Deduce quindi che si è al cospetto di -una chiara ed evidente situazione di usura reale che (…) determina la nullità del contratto ai sensi dell’art. 1418 c.c. – (così ricorso, pag. 7).

Appare possibile definire il giudizio ai sensi dell’art. 375 c.p.c., comma 1, n. 5). Segnatamente il ricorso è manifestamente infondato.

Si rappresenta che, alla luce, per un verso. dell’analitica enunciazione – in precedenza operata – delle ragioni di censura con l’unico motivo di ricorso addotte, alla luce, per altro verso, delle motivazioni – in precedenza esplicitate – sulla cui scorta la corte distrettuale ha opinato per l’inammissibilità del gravame, è ben evidente che il medesimo motivo di ricorso non si correla alla ratio decidendi (cfr. Cass. 17.7.2007, n. 15952, secondo cui i motivi di ricorso per cassazione devono connotarsi, a pena di inammissibilità, in conformità ai requisiti della specificità, completezza e riferibilità alla decisione impugnata).

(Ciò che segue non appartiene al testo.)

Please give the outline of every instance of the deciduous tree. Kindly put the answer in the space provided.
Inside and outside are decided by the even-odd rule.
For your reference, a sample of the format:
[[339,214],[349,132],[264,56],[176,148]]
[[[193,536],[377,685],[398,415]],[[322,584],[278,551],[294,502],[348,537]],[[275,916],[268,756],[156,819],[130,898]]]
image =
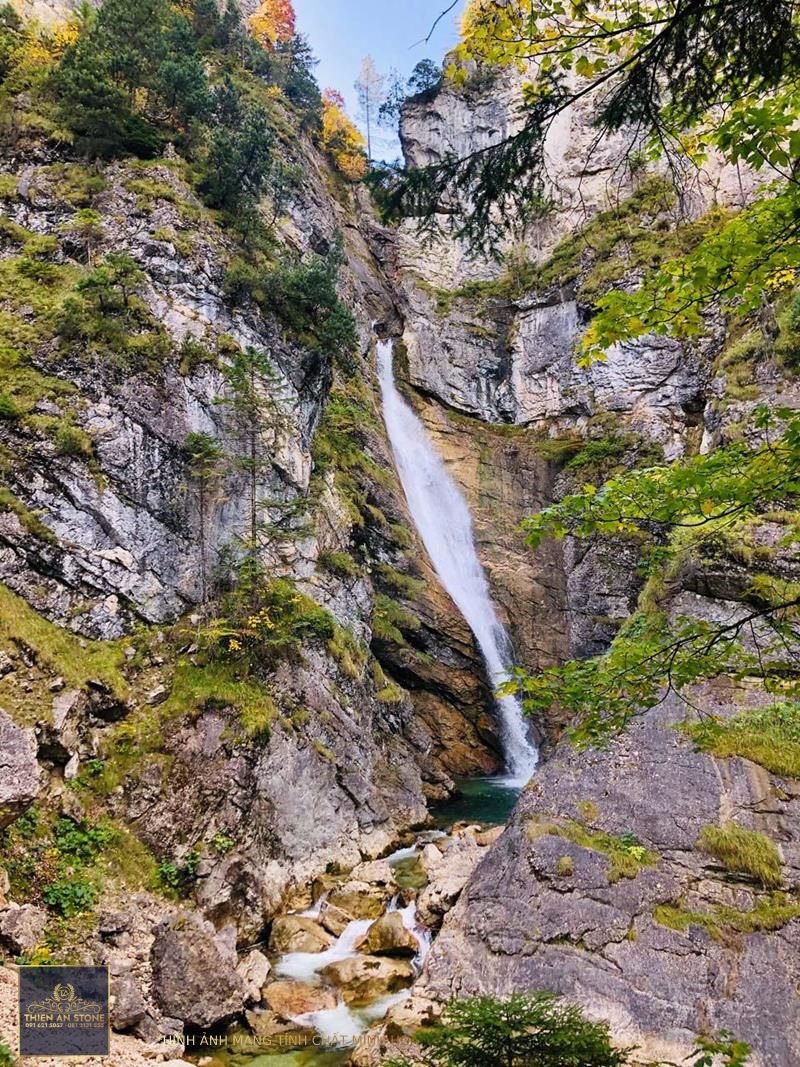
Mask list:
[[335,89],[322,93],[322,147],[346,178],[359,181],[367,173],[365,140],[345,111],[345,97]]

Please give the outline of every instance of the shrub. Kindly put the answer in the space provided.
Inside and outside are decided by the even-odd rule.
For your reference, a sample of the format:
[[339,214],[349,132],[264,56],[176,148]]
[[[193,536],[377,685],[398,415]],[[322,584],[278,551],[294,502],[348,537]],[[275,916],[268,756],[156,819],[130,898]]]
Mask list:
[[764,833],[745,830],[735,823],[706,826],[698,839],[698,848],[719,860],[732,874],[750,875],[767,889],[783,882],[778,848]]
[[[450,1001],[442,1021],[417,1031],[415,1040],[421,1046],[415,1062],[426,1067],[622,1067],[629,1063],[628,1050],[613,1047],[605,1023],[590,1022],[579,1007],[547,992]],[[412,1067],[412,1061],[389,1061],[387,1067]]]
[[336,633],[331,612],[287,578],[265,585],[245,580],[226,606],[228,618],[208,626],[204,639],[214,654],[254,666],[297,656],[306,642],[330,641]]
[[402,604],[382,593],[375,596],[372,615],[373,637],[395,644],[405,644],[403,632],[414,632],[419,630],[419,619]]
[[326,256],[278,265],[261,281],[260,302],[301,344],[332,356],[346,373],[352,373],[358,334],[352,312],[336,291],[341,258],[341,241],[337,240]]
[[55,451],[59,456],[92,456],[92,439],[85,430],[65,421],[55,431]]
[[9,393],[0,393],[0,418],[19,418],[22,409]]
[[92,863],[99,853],[118,837],[112,827],[99,824],[90,826],[85,822],[75,823],[71,818],[59,818],[53,826],[55,847],[62,856]]
[[97,889],[81,874],[69,874],[45,887],[42,894],[49,906],[65,919],[89,911],[97,902]]

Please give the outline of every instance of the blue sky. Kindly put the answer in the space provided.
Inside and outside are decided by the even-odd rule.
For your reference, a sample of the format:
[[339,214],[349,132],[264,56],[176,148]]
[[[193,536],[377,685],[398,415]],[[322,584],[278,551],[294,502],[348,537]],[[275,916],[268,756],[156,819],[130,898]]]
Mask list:
[[[422,59],[439,62],[457,41],[459,4],[446,15],[426,44],[434,19],[450,0],[294,0],[298,29],[308,35],[317,58],[317,79],[345,94],[350,114],[357,117],[353,82],[362,59],[370,54],[384,74],[396,67],[403,77]],[[382,131],[387,143],[382,155],[394,158],[399,147]],[[377,150],[373,152],[379,155]]]

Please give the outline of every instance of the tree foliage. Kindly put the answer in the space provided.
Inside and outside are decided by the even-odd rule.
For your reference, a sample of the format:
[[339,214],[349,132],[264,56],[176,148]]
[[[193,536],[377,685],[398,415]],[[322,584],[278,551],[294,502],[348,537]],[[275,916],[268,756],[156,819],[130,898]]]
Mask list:
[[272,49],[279,41],[294,36],[294,9],[291,0],[262,0],[250,16],[253,33],[265,48]]
[[355,81],[361,117],[367,130],[367,162],[372,161],[372,126],[378,122],[381,107],[386,99],[386,78],[379,74],[371,55],[362,60],[362,68]]
[[[752,306],[765,285],[791,284],[797,269],[799,18],[794,0],[621,0],[610,9],[473,0],[448,79],[466,85],[476,68],[518,66],[529,79],[522,125],[463,158],[410,172],[395,207],[423,228],[451,225],[493,248],[509,228],[549,210],[556,191],[545,139],[564,111],[588,103],[594,147],[622,131],[629,169],[642,157],[666,158],[677,180],[717,152],[772,181],[747,216],[689,261],[668,264],[630,305],[623,296],[601,302],[588,353],[646,330],[691,332],[711,300]],[[587,172],[593,158],[590,147]]]
[[[417,1032],[425,1067],[623,1067],[625,1049],[611,1044],[608,1026],[547,992],[507,1000],[474,997],[450,1001],[438,1025]],[[409,1060],[388,1067],[413,1067]]]
[[[800,493],[800,415],[756,411],[755,439],[670,466],[629,471],[599,490],[587,485],[527,520],[531,547],[567,535],[635,538],[652,582],[690,553],[770,505]],[[790,528],[786,543],[798,539]],[[575,716],[572,736],[602,743],[671,692],[720,673],[754,674],[782,695],[797,688],[800,587],[755,574],[730,618],[670,618],[657,606],[638,611],[603,656],[572,660],[535,675],[516,671],[507,686],[533,715],[554,703]]]
[[361,181],[367,173],[366,142],[345,110],[345,98],[335,89],[322,93],[322,148],[350,181]]

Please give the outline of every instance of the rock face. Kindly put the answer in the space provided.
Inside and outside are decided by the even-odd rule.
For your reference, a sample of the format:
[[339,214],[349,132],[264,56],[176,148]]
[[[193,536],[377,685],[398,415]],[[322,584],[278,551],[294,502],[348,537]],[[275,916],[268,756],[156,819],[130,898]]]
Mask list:
[[15,726],[0,708],[0,829],[33,803],[39,787],[33,731]]
[[372,923],[356,947],[371,956],[414,957],[419,952],[419,942],[405,928],[400,912],[388,911]]
[[15,956],[32,952],[42,944],[47,927],[47,912],[32,904],[12,905],[0,911],[0,944]]
[[[759,697],[721,686],[694,695],[720,715],[749,699]],[[771,894],[698,847],[704,827],[733,819],[777,843],[784,885],[797,886],[797,783],[693,751],[674,729],[685,715],[675,702],[608,751],[556,752],[446,917],[416,991],[551,989],[609,1019],[649,1060],[679,1058],[704,1028],[735,1032],[758,1064],[800,1056],[800,920],[789,911],[775,930],[737,933],[730,915]],[[576,826],[595,847],[570,840]],[[620,875],[609,837],[651,855]]]
[[329,964],[320,974],[339,986],[347,1004],[364,1007],[380,997],[399,992],[414,981],[414,968],[400,959],[354,956]]
[[284,1020],[309,1012],[329,1012],[337,1003],[336,993],[331,989],[320,989],[306,982],[273,982],[265,990],[265,1000]]
[[244,985],[213,926],[193,912],[164,919],[153,942],[155,999],[165,1015],[207,1030],[244,1006]]
[[323,952],[331,944],[333,944],[331,935],[313,919],[304,919],[302,915],[281,915],[272,924],[271,952],[278,954]]

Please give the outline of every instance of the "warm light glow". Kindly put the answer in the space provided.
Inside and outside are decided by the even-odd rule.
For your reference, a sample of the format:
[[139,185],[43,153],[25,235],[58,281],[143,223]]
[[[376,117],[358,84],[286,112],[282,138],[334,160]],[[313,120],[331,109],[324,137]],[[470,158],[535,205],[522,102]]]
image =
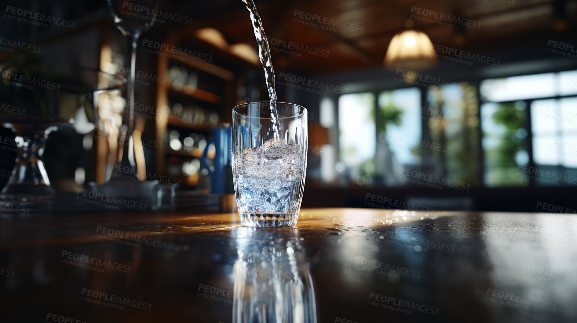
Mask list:
[[230,46],[230,52],[253,64],[258,64],[260,62],[256,50],[248,44],[240,43],[232,45]]
[[228,47],[228,43],[224,39],[224,36],[220,32],[214,28],[211,27],[202,28],[196,31],[196,33],[198,39],[201,39],[217,47],[226,50]]
[[434,64],[436,60],[434,48],[429,37],[422,32],[413,30],[393,36],[385,56],[385,64],[393,70],[425,70]]

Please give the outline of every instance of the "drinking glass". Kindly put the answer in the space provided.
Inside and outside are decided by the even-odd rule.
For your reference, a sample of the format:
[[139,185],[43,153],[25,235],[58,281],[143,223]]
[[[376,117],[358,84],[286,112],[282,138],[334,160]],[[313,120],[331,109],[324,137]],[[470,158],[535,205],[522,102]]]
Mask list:
[[[271,115],[271,104],[276,113]],[[241,223],[254,227],[294,225],[306,173],[306,109],[253,102],[235,107],[232,120],[233,176]]]
[[[129,169],[129,174],[118,174],[113,179],[129,178],[138,181],[135,159],[144,160],[144,156],[134,149],[132,136],[134,131],[134,78],[136,77],[136,47],[138,37],[148,30],[156,20],[158,13],[158,0],[108,0],[108,7],[114,18],[114,25],[127,39],[128,59],[130,68],[127,69],[126,111],[123,116],[122,124],[125,126],[125,134],[118,136],[118,146],[123,147],[122,157],[117,161],[118,166],[115,169]],[[129,141],[126,145],[125,140]],[[127,151],[126,150],[128,150]],[[137,157],[140,158],[137,158]]]

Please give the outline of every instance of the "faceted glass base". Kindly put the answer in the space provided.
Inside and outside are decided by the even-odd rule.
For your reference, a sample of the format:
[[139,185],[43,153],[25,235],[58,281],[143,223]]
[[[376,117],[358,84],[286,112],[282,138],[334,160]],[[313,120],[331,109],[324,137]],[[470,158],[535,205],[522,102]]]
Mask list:
[[298,212],[294,213],[247,213],[240,212],[241,224],[252,227],[282,227],[294,226],[298,219]]

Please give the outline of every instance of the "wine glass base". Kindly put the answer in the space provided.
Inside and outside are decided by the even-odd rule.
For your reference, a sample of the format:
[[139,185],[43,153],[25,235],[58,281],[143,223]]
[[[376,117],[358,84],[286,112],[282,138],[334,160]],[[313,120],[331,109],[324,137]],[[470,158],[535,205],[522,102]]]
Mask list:
[[298,212],[249,213],[241,212],[241,224],[252,227],[283,227],[297,224]]

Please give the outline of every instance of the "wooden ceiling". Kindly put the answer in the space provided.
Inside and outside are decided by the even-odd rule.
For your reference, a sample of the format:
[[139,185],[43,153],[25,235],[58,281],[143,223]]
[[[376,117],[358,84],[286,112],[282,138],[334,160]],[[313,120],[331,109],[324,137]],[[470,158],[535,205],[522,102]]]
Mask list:
[[[194,3],[181,3],[179,10],[194,10],[201,16],[181,31],[193,35],[199,28],[211,26],[222,32],[230,44],[254,44],[249,14],[241,1],[216,0],[204,3],[201,10]],[[310,74],[382,65],[391,37],[411,24],[426,32],[434,44],[475,54],[535,44],[544,51],[548,39],[574,35],[577,8],[575,2],[565,0],[257,1],[256,5],[268,37],[329,52],[326,58],[306,52],[300,56],[280,54],[273,49],[275,66]],[[422,20],[427,18],[426,10],[436,13],[430,17],[432,22]],[[306,25],[297,21],[298,12],[317,15],[321,20],[342,21],[343,26],[347,22],[358,25],[363,31]],[[470,20],[475,25],[480,22],[480,27],[451,23],[444,15]]]

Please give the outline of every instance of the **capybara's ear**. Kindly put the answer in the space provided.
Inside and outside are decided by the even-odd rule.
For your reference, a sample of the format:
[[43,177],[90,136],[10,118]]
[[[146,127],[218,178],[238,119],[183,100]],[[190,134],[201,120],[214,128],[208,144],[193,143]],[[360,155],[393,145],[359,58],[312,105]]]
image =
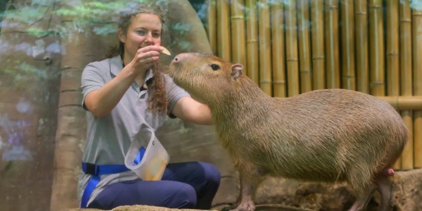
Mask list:
[[242,75],[242,70],[243,66],[241,64],[236,64],[232,65],[232,79],[236,80]]

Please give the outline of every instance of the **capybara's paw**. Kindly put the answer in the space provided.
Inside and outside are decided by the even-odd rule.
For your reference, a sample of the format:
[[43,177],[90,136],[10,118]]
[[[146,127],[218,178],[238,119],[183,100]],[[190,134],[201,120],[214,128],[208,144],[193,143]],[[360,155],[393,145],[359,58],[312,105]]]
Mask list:
[[255,204],[252,201],[243,202],[235,209],[231,210],[230,211],[254,211]]

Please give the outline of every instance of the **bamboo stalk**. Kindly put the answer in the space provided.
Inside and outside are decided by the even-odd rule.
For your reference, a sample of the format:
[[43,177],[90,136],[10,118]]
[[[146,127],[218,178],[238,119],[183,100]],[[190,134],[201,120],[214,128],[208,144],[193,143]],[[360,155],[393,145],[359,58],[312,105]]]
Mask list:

Siccome si è anticipato la corte fiorentina ha esaustivamente ancorato il suo dictum al difetto di specificità dei motivi d’appello; tanto nel solco dell’elaborazione giurisprudenziale di questa Corte di legittimità debitamente menzionata (il riferimento e a Cass. 24.6.2005, n. 13649).

Sicchè la ricorrente avrebbe dovuto col ricorso a questo Giudice del diritto specificamente censurare l’affermato difetto di specificità dei motivi di appello. E non già limitarsi a dedurre di aver dato dimostrazione della nullità del contratto in quanto integrante un’ipotesi di “usura reale – ai suoi danni”.

2. La ricorrente non ha depositato memoria ex art. 380 bis c.p.c., comma 2, nè è comparsa all’udienza in camera di consiglio.

Memoria ex art. 380 bis c.p.c., comma 2, è stata depositata, viceversa, dal controricorrente, che ha concluso per il rigetto del ricorso.

3. Va integralmente condivisa e recepita la relazione ex art. 380 bis c.p.c. in data 1.7.2016. Il ricorso va quindi rigettato ed in dipendenza del suo rigetto B.G. va condannata a rimborsare a V.M. le spese del presente giudizio di legittimità.

La liquidazione segue come da dispositivo.

Il ricorso è stato notificato in data 17.4.2015.

Ai sensi del D.P.R. 30 maggio 2002, n. 115, art. 13, comma 1 quater (comma 1 quater introdotto dalla L. 24 dicembre 2012, n. 228, art. 1, comma 17, a decorrere dall’1.1.2013), si dà atto della sussistenza dei presupposti per il versamento, da parte della ricorrente, dell’ulteriore importo a titolo di contributo unificato pari a quello dovuto per la stessa impugnazione ai sensi del D.P.R. 30 maggio 2002, n. 115, art. 13, comma 1 bis.

PQM

La Corte rigetta il ricorso: condanna la ricorrente, B.G., a rimborsare al controricorrente, V.M., le spese del presente giudizio di legittimità, che si liquidano nel complesso in Euro 3.200.00, di cui Euro 200,00 per esborsi, oltre rimborso forfetario delle spese generali, i.v.a. e cassa come per legge; ai sensi del D.P.R. 30 maggio 2002, n. 115, art. 13, comma 1 quater, dà atto della sussistenza dei presupposti per il versamento, da parte della ricorrente, dell’ulteriore importo a titolo di contributo unificato pari a quello dovuto per la stessa impugnazione ai sensi del D.P.R. 30 maggio 2002, n. 115, art. 13, comma 1 bis.

Così deciso in Roma, nella Camera di consiglio della sez. sesta civ. – 2 della Corte Suprema di Cassazione, il 22 settembre 2016.